Le même Ridley Scott qui, des années plus tard, n'a toujours pas levé le pied et envisage même un Gladiator 3. Son Gladiator II a d'ailleurs cartonné en streaming sur Paramount+ dès sa mise en ligne. Visiblement, les plateformes adorent le cinéaste britannique.
Robin des Bois revient à la mode
Ce regain d'intérêt n'est pas un hasard.
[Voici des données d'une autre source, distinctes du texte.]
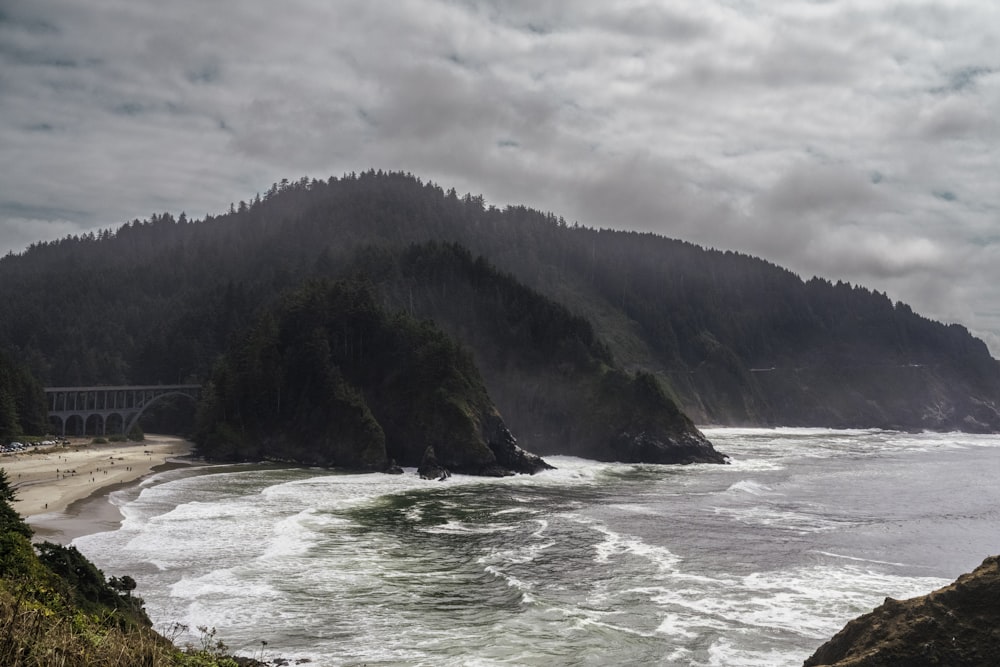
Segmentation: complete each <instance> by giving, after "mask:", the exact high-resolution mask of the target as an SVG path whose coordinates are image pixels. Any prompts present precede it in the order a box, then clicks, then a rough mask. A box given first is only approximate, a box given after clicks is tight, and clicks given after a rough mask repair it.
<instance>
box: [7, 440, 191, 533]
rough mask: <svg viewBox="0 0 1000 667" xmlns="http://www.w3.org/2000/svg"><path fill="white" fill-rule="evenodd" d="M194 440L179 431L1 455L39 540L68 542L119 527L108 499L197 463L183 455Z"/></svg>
mask: <svg viewBox="0 0 1000 667" xmlns="http://www.w3.org/2000/svg"><path fill="white" fill-rule="evenodd" d="M192 447H193V444H192V443H191V442H189V441H187V440H184V439H182V438H179V437H175V436H164V435H147V436H146V439H145V440H144V441H142V442H138V443H108V444H91V443H90V442H89V440H78V441H76V442H74V443H72V444H71V445H69V446H64V447H54V448H50V449H47V450H43V451H39V452H21V453H18V454H15V455H7V456H2V457H0V468H3V469H5V470H6V473H7V479H8V481H9V482H10V484H11V486H12V487H13V488H14V492H15V494H16V497H17V500H16V501H15V502H14V503H13V508H14V510H15V511H16V512H17V513H18V514H20V515H21V516H22V517H24V519H25V521H26V522H27V523H28V525H29V526H30V527H31V528H32V530H33V531H34V532H35V540H36V541H46V540H47V541H50V542H57V543H59V544H64V545H65V544H69V543H70V542H72V541H73V540H74V539H76V538H77V537H81V536H83V535H90V534H93V533H98V532H104V531H108V530H117V529H118V528H119V527H120V526H121V522H122V519H123V517H122V514H121V512H120V511H119V510H118V507H116V506H115V505H114V504H113V503H111V501H110V496H111V494H112V493H113V492H114V491H118V490H120V489H125V488H129V487H132V486H134V485H136V484H139V483H140V482H141V481H142V480H144V479H146V478H148V477H150V476H152V475H155V474H157V473H159V472H163V471H165V470H170V469H173V468H177V467H180V466H185V465H192V464H194V463H195V462H193V461H192V462H186V461H183V460H182V459H180V458H179V457H183V456H187V455H189V454H190V453H191V450H192Z"/></svg>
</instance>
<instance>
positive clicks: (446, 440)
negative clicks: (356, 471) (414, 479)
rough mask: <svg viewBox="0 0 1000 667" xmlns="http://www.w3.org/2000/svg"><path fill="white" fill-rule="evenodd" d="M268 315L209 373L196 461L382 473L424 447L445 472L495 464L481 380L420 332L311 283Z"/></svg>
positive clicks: (475, 470) (299, 290)
mask: <svg viewBox="0 0 1000 667" xmlns="http://www.w3.org/2000/svg"><path fill="white" fill-rule="evenodd" d="M274 310H275V312H273V313H272V312H270V311H268V312H266V313H265V314H263V315H262V316H261V318H260V320H259V321H258V322H257V323H256V324H255V325H254V326H253V327H252V328H250V329H249V331H248V333H247V334H246V335H245V336H244V337H243V338H242V339H241V340H239V341H237V342H235V343H234V344H233V346H232V348H231V349H230V351H229V352H228V353H227V354H226V355H225V356H224V357H223V359H222V360H221V361H220V362H219V363H218V364H217V365H216V368H215V370H214V372H213V374H212V379H211V381H210V383H209V384H208V387H207V389H206V395H207V398H206V400H204V401H203V402H202V409H201V413H200V415H199V434H198V438H197V440H198V443H199V450H200V452H201V453H203V454H205V455H206V456H209V457H211V458H216V459H219V458H227V459H260V458H279V459H281V458H285V459H292V460H296V461H301V462H307V463H312V464H316V465H323V466H344V467H350V468H361V469H372V470H382V469H385V468H387V467H388V466H389V464H390V462H391V461H396V462H398V464H400V465H408V466H417V465H419V464H420V463H421V460H422V457H423V455H424V452H425V451H426V449H427V447H433V448H434V450H435V453H436V455H437V458H438V460H439V461H440V462H441V463H442V464H443V465H445V466H446V467H448V468H449V469H452V470H458V471H463V472H476V473H478V472H481V470H482V469H483V468H485V467H487V466H489V465H495V464H496V460H495V456H494V455H493V453H492V452H491V451H490V448H489V446H488V443H487V442H486V440H485V438H484V435H483V434H484V430H485V427H486V421H487V420H488V418H490V417H493V416H495V409H494V408H493V406H492V404H491V403H490V401H489V398H488V396H487V394H486V389H485V387H484V386H483V384H482V380H481V379H480V377H479V374H478V372H477V370H476V368H475V366H474V364H473V363H472V360H471V359H470V358H469V357H468V356H467V355H466V354H465V353H464V352H463V351H462V350H461V348H459V347H458V346H457V345H456V344H455V343H454V342H453V341H452V340H451V339H450V338H448V337H447V336H445V335H444V334H443V333H441V332H440V331H439V330H437V329H436V328H435V327H434V326H433V325H431V324H430V323H429V322H420V321H418V320H415V319H413V318H412V317H409V316H407V315H405V314H403V313H396V314H388V313H386V312H385V311H383V310H382V309H381V308H380V307H379V306H378V305H377V303H376V300H375V297H374V295H373V293H372V290H371V289H370V287H368V286H366V285H364V284H363V283H346V282H340V283H324V282H314V283H311V284H309V285H307V286H305V287H303V288H301V289H299V290H297V291H295V292H292V293H290V294H289V295H287V296H285V297H284V298H283V299H282V300H281V301H280V302H278V303H277V304H276V305H275V307H274Z"/></svg>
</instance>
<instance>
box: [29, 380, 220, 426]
mask: <svg viewBox="0 0 1000 667" xmlns="http://www.w3.org/2000/svg"><path fill="white" fill-rule="evenodd" d="M45 395H46V398H47V399H48V407H49V423H50V424H51V425H52V426H53V427H54V428H57V429H58V431H57V432H59V431H61V433H62V435H67V433H69V434H73V435H86V434H87V432H88V429H89V430H90V431H91V432H93V434H94V435H106V434H107V433H108V429H109V427H110V428H111V429H114V430H115V432H119V433H122V434H124V435H127V434H128V432H129V431H131V430H132V429H133V428H134V427H135V425H136V424H137V423H138V421H139V418H140V417H141V416H142V414H143V413H144V412H146V410H148V409H149V407H150V406H152V405H154V404H156V403H158V402H159V401H160V400H161V399H164V398H167V397H171V396H183V397H185V398H188V399H190V400H191V401H194V402H195V403H197V401H198V398H199V396H200V395H201V385H197V384H177V385H134V386H133V385H120V386H94V387H46V388H45ZM118 429H120V431H119V430H118Z"/></svg>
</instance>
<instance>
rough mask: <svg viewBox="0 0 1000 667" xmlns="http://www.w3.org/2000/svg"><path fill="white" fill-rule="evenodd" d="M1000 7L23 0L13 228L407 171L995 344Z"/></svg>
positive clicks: (14, 79)
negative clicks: (790, 280)
mask: <svg viewBox="0 0 1000 667" xmlns="http://www.w3.org/2000/svg"><path fill="white" fill-rule="evenodd" d="M996 25H1000V9H998V8H997V6H996V5H995V3H993V2H986V1H983V2H973V1H969V0H967V1H961V2H956V3H949V4H947V5H946V4H935V3H910V2H905V3H896V4H894V5H886V6H883V5H879V4H878V3H876V4H874V5H864V4H852V3H846V2H822V3H816V2H806V1H805V0H802V1H788V2H771V1H769V2H755V1H753V0H748V1H746V2H722V1H720V2H704V3H693V2H692V3H674V2H669V3H668V2H648V1H639V0H633V1H630V2H621V3H607V2H596V1H583V0H581V1H575V2H569V1H559V2H557V1H553V0H549V1H541V2H539V1H537V0H533V1H531V2H529V1H527V0H508V1H504V2H500V1H488V0H464V1H459V0H401V1H400V2H393V3H374V2H363V1H361V0H353V1H352V0H347V1H343V2H336V3H311V2H304V1H298V2H288V3H280V4H278V3H272V4H262V3H245V2H240V1H238V0H218V1H217V2H213V3H211V4H208V5H206V4H204V3H195V2H193V0H178V1H177V2H172V3H153V2H151V1H148V0H90V1H89V2H86V3H80V2H71V1H70V0H30V1H29V0H7V1H6V2H5V3H4V6H3V8H2V10H0V149H2V151H3V155H4V161H3V167H2V172H0V173H2V177H0V186H2V196H0V199H3V200H4V201H5V202H7V203H6V205H5V206H2V207H0V252H6V251H7V250H14V251H17V250H20V249H21V248H23V247H25V246H26V245H27V244H28V243H30V242H32V241H34V240H39V239H46V238H53V237H58V236H62V235H65V234H67V233H78V232H79V231H84V230H87V229H92V228H94V227H106V226H114V225H117V224H119V223H121V222H123V221H125V220H128V219H131V218H133V217H146V216H148V215H149V214H150V213H152V212H156V211H159V210H164V209H166V210H170V211H172V212H174V213H179V212H180V211H181V210H185V211H187V213H188V214H189V215H191V216H201V215H204V214H205V213H209V212H217V211H220V210H224V209H225V208H227V207H228V204H229V202H230V201H238V200H240V199H248V198H250V197H252V196H253V194H254V193H255V192H258V191H263V190H265V189H266V188H267V187H268V186H269V185H270V183H271V182H274V181H277V180H280V179H282V178H296V177H298V176H300V175H303V174H307V175H310V176H316V177H326V176H327V175H330V174H340V173H344V172H349V171H356V170H360V169H366V168H368V167H376V168H383V169H405V170H409V171H412V172H413V173H415V174H418V175H420V176H422V177H424V178H425V179H433V180H435V181H437V182H439V183H440V184H441V185H443V186H445V187H451V186H454V187H456V188H457V189H459V190H460V191H472V192H477V193H480V192H481V193H483V194H484V195H485V196H486V199H487V200H488V201H490V202H491V203H495V204H498V205H503V204H505V203H526V204H529V205H533V206H536V207H539V208H542V209H544V210H552V211H553V212H555V213H557V214H560V215H564V216H565V217H566V218H568V219H570V220H579V221H580V222H581V223H584V224H589V225H596V226H605V227H607V226H614V227H621V228H634V229H643V230H652V231H657V232H660V233H664V234H667V235H670V236H677V237H681V238H685V239H688V240H691V241H694V242H698V243H702V244H705V245H709V246H714V247H719V248H732V249H737V250H743V251H747V252H752V253H754V254H759V255H763V256H764V257H766V258H768V259H770V260H772V261H775V262H778V263H780V264H784V265H787V266H789V267H790V268H792V269H793V270H796V271H798V272H800V273H802V274H803V275H804V276H806V277H808V276H811V275H812V274H814V273H819V274H821V275H824V276H827V277H830V278H832V279H846V280H851V281H854V282H861V283H865V284H868V285H870V286H871V287H873V288H876V289H879V290H886V291H888V292H889V293H890V296H892V297H893V298H898V299H902V300H905V301H908V302H911V303H912V304H913V305H914V306H915V307H916V308H917V309H918V310H920V311H922V312H924V313H925V314H927V315H930V316H934V317H940V318H944V319H949V320H958V321H962V322H964V323H966V324H967V325H969V326H970V328H972V329H974V330H976V331H977V332H979V333H982V334H984V335H987V336H990V337H991V340H990V342H991V344H992V345H994V347H993V349H994V350H1000V347H997V346H996V343H997V340H996V338H995V336H994V334H993V333H991V332H994V331H997V330H998V329H997V326H998V325H997V319H996V318H995V317H992V316H987V315H983V314H982V313H989V312H993V311H994V310H995V308H993V307H992V306H990V305H989V304H991V303H993V302H995V301H996V298H997V296H998V295H997V294H996V293H995V292H994V291H993V289H994V288H993V287H992V285H996V284H1000V262H998V261H997V250H998V244H997V243H996V242H995V241H991V239H996V238H997V237H998V236H1000V230H998V225H1000V221H998V211H1000V194H998V188H997V186H996V182H995V174H996V173H998V172H1000V148H998V146H1000V126H998V121H997V120H996V119H997V118H998V117H1000V114H998V111H1000V74H998V72H1000V60H998V56H997V54H998V53H1000V42H998V38H997V37H996V33H995V30H993V29H992V27H993V26H996Z"/></svg>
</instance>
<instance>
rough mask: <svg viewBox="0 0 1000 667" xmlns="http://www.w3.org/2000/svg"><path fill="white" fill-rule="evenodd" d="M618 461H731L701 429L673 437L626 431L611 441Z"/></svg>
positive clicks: (657, 462) (712, 462) (631, 462)
mask: <svg viewBox="0 0 1000 667" xmlns="http://www.w3.org/2000/svg"><path fill="white" fill-rule="evenodd" d="M611 448H612V450H613V451H614V452H615V453H616V455H617V460H619V461H623V462H626V463H681V464H686V463H728V462H729V457H727V456H726V455H725V454H722V453H720V452H718V451H716V449H715V448H714V447H712V443H711V442H709V441H708V438H706V437H705V436H704V435H702V433H701V432H700V431H698V430H697V429H692V430H691V431H689V432H683V431H682V432H680V433H675V434H672V437H670V438H664V437H657V436H656V435H654V434H652V433H648V432H646V431H641V432H639V433H630V432H623V433H621V434H620V435H619V436H618V437H616V438H615V439H614V440H613V441H612V443H611Z"/></svg>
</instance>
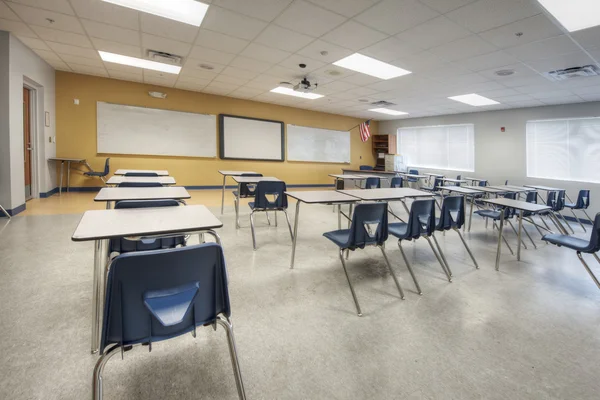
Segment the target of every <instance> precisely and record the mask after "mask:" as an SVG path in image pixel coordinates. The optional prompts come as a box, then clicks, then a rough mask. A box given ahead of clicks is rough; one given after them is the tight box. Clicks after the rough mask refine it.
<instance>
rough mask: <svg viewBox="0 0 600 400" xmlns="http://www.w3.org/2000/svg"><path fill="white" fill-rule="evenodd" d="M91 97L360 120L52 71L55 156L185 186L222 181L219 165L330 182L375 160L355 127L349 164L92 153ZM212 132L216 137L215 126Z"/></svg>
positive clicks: (252, 114) (376, 126) (253, 101)
mask: <svg viewBox="0 0 600 400" xmlns="http://www.w3.org/2000/svg"><path fill="white" fill-rule="evenodd" d="M149 90H159V91H161V92H165V93H167V94H168V97H167V98H166V99H164V100H162V99H154V98H152V97H150V96H149V95H148V91H149ZM73 99H79V105H75V104H74V103H73ZM97 101H104V102H109V103H118V104H126V105H134V106H143V107H152V108H162V109H169V110H177V111H188V112H197V113H207V114H216V115H218V114H232V115H240V116H245V117H254V118H264V119H272V120H277V121H283V122H284V123H285V124H295V125H302V126H310V127H315V128H324V129H334V130H348V129H349V128H352V127H353V126H355V125H358V124H359V123H361V122H362V120H361V119H357V118H351V117H345V116H340V115H334V114H326V113H320V112H316V111H309V110H302V109H298V108H292V107H284V106H277V105H273V104H268V103H259V102H254V101H249V100H242V99H234V98H231V97H223V96H215V95H210V94H204V93H198V92H190V91H186V90H179V89H170V88H164V87H156V86H152V85H146V84H141V83H134V82H126V81H120V80H115V79H107V78H100V77H95V76H89V75H79V74H73V73H68V72H63V71H56V142H57V143H56V145H57V148H56V154H57V156H59V157H77V158H85V159H87V160H88V162H89V163H90V165H91V166H92V168H94V169H95V170H100V169H102V168H103V167H104V160H105V158H106V157H110V158H111V160H110V162H111V165H110V167H111V171H115V170H117V169H119V168H128V169H167V170H169V172H170V174H171V175H172V176H174V177H175V178H176V180H177V184H178V185H187V186H206V185H220V184H222V179H223V178H222V176H221V175H220V174H219V173H218V172H217V171H218V170H220V169H221V170H225V169H229V170H252V171H257V172H260V173H262V174H263V175H265V176H276V177H278V178H280V179H282V180H284V181H286V182H287V183H288V184H332V183H333V182H332V179H331V178H329V177H328V176H327V175H328V174H331V173H341V168H358V166H359V165H361V164H367V165H373V164H374V163H375V159H374V156H373V153H372V151H371V141H368V142H366V143H362V142H361V141H360V135H359V133H358V129H354V130H353V131H352V132H351V138H352V139H351V164H332V163H306V162H293V161H284V162H265V161H237V160H221V159H219V158H192V157H164V156H133V155H132V156H128V155H115V154H98V153H96V102H97ZM371 129H372V131H373V133H376V132H377V123H376V122H372V123H371ZM215 135H216V136H218V132H217V128H216V127H215ZM360 157H362V160H361V159H360ZM98 184H99V181H98V180H97V179H91V178H86V177H84V176H82V175H81V174H76V173H73V174H72V177H71V186H99V185H98ZM229 184H231V182H230V183H229Z"/></svg>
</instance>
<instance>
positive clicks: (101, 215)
mask: <svg viewBox="0 0 600 400" xmlns="http://www.w3.org/2000/svg"><path fill="white" fill-rule="evenodd" d="M222 226H223V223H222V222H221V221H220V220H219V219H218V218H217V217H215V216H214V215H213V214H212V213H211V212H210V211H209V210H208V208H206V207H205V206H202V205H192V206H186V207H157V208H130V209H119V210H91V211H86V212H85V213H84V214H83V216H82V217H81V220H80V221H79V224H78V225H77V228H75V232H73V235H72V236H71V240H73V241H74V242H83V241H92V240H93V241H94V284H93V300H92V302H93V309H92V313H93V320H92V347H91V349H92V354H93V353H96V352H97V351H98V348H99V345H100V329H101V325H102V324H101V318H102V308H103V305H104V287H105V286H104V285H105V284H106V283H105V282H103V279H104V274H105V269H106V263H107V260H108V247H109V243H108V240H109V239H116V238H123V237H127V238H131V239H134V238H135V239H138V240H140V239H142V238H147V237H156V236H159V237H161V236H162V237H164V236H171V235H187V234H195V233H208V234H211V235H213V236H214V237H215V239H216V240H217V242H218V243H220V241H221V239H220V238H219V236H218V235H217V233H216V232H214V231H213V229H216V228H220V227H222Z"/></svg>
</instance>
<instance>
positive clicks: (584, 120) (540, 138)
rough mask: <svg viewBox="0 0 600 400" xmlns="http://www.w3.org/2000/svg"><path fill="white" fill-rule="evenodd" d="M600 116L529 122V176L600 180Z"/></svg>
mask: <svg viewBox="0 0 600 400" xmlns="http://www.w3.org/2000/svg"><path fill="white" fill-rule="evenodd" d="M598 165H600V118H578V119H557V120H547V121H528V122H527V176H528V177H530V178H545V179H557V180H564V181H579V182H595V183H600V175H598Z"/></svg>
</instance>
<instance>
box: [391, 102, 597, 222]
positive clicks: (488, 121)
mask: <svg viewBox="0 0 600 400" xmlns="http://www.w3.org/2000/svg"><path fill="white" fill-rule="evenodd" d="M598 116H600V102H590V103H580V104H566V105H559V106H548V107H533V108H521V109H515V110H499V111H484V112H477V113H469V114H453V115H444V116H435V117H425V118H409V119H399V120H392V121H381V122H380V123H379V133H380V134H395V133H396V132H397V130H398V128H400V127H411V126H428V125H451V124H466V123H470V124H474V125H475V172H461V171H439V170H437V171H436V170H428V169H423V168H420V169H419V172H440V173H444V174H446V175H448V176H453V175H454V176H455V175H458V174H461V173H462V175H463V176H474V177H475V178H482V179H488V180H489V181H490V183H491V184H504V181H505V180H506V179H508V180H509V182H510V184H516V185H522V184H528V183H529V184H539V185H546V186H553V187H559V188H564V189H567V193H568V194H569V196H570V197H571V198H572V199H573V200H575V197H576V195H577V192H578V191H579V189H591V191H592V192H591V195H590V198H591V205H590V211H591V212H590V211H588V214H590V216H591V217H592V218H593V217H594V214H595V213H597V212H600V184H594V183H587V182H570V181H560V180H552V179H539V178H527V176H526V174H527V165H526V154H525V124H526V122H527V121H529V120H537V119H553V118H571V117H575V118H577V117H598ZM501 127H505V128H506V132H504V133H502V132H500V128H501ZM400 153H401V152H400ZM598 175H599V177H600V165H598ZM568 215H571V214H570V213H568Z"/></svg>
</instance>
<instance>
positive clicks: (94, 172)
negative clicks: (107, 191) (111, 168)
mask: <svg viewBox="0 0 600 400" xmlns="http://www.w3.org/2000/svg"><path fill="white" fill-rule="evenodd" d="M109 172H110V158H107V159H106V161H104V171H89V172H84V173H83V175H85V176H89V177H94V178H100V179H101V180H102V182H104V183H106V180H105V179H104V178H105V177H106V175H108V174H109Z"/></svg>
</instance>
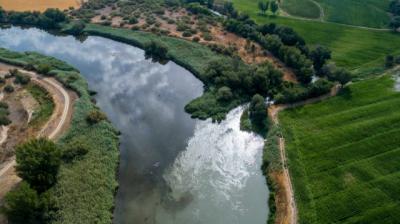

Le personnage de Robin des Bois connaît un vrai retour en grâce. MGM+ prépare une nouvelle série avec Sean Bean, et surtout, A24 a frappé fort avec The Death of Robin Hood, un film choc porté par Hugh Jackman dont la bande-annonce a secoué le web. De quoi donner envie aux curieux de (re)découvrir les versions précédentes.

Le film de Scott reste d'ailleurs une curiosité intéressante. Loin du Robin joyeux d'Errol Flynn ou de Kevin Costner, il proposait une relecture quasi-historique de la légende, ancrée dans l'Angleterre médiévale du XIIIe siècle. Pas le Robin Hood le plus fun, mais probablement le plus réaliste.